Stable Diffusion AI Image Generator

NGL I'm super chuffed that SDXL works with my 1060 6GB.
Especially now since I'm using SD to generate ideas to be modelled. SDXL makes things much easier on the prompt side.

I mean look at this.

With a simple prompt:
Pokémon, fire elemental horse, realistic, 4k, bokeh

1690494691042.jpeg1690494722011.jpeg
 
I have SDXL running smoothly now in a clean copy of Auto1111. And it's hella fast with "downgraded" drivers generated 3 x 1024 pics in a minute or so. It is a lot more accurate in giving you precisely what you ask for too.

prompt : breathtaking watercolour painting, a dragon sipping on a cup of coffee, in an english tea garden, vivid, imaginitive, fantasy art, uplifting, colourful, 32k, art by George Caleb Bingham, Arthur Burdett Frost, Abraham de Vries, trending on ArtStation, masterpiece

negative : worst quality, low resolution, bad art,compression, artifacts

00030-1210082146.png
 
A few days later and SDXL is running better than ever.

This extension simplifies the process of having to run the base model and then the refiner in Auto1111, now you only tick the "enable refiner" box and you don't have to do the extra img2img \ refiner pass anymore.

This is the "fixed" SDXL vae which allows it to be run in fp16 precision without generating NaNs.

There are already a bunch of LoRAs and models out for SDXL, but what I really want is ControlNet Support... bring it on :)

Gotta love those "it gave me exactly what I wanted" vibes one gets from SDXL prompts as well :

00015-4009651006-landscape photo, eerie cottage in a haunted forest, ghostly trees, horror, ma...png
 
How do I use this thing Stable Diffusion thing? My dad wants to try this out!
 
Running SDXL base + refiner through Comfy in Google Colab.

This is how much RAM and VRAM it uses when free to use as much resources as it wants.

Assigned an Nvidia Tesla T4.

1691356883197.png
 
Last edited:
I really like this new LoRA control extension for Auto1111. In a nutshell, it allows you to use various LoRAs at different strengths at different steps in the image generation. It's like "alternating prompts" but more powerful because it allows you to blend many different styles, subjects, concepts into one style.

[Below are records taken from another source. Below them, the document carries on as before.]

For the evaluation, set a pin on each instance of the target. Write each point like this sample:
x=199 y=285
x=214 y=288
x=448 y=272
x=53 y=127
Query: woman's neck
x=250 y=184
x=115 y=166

In the below image, I started off with a World of Warcraft style render of an Orc, then applied a body horror LoRA to it to make it uglier (Warcraft Orcs are quite cartoony) and then another horror LoRA to make the overall picture more sinister.

The prompt for the below was "a green skinned, brutal Orc holding his axes on the battlefield, fantasy, horror, dread,world of warcraft, bodyhorror <lora:WoWSketcherAlpha:0.8@0,[email protected],0@0> <lora:bodhor:0@0,[email protected],0@1> <lora:Dread:0@0,[email protected],0.3@1>"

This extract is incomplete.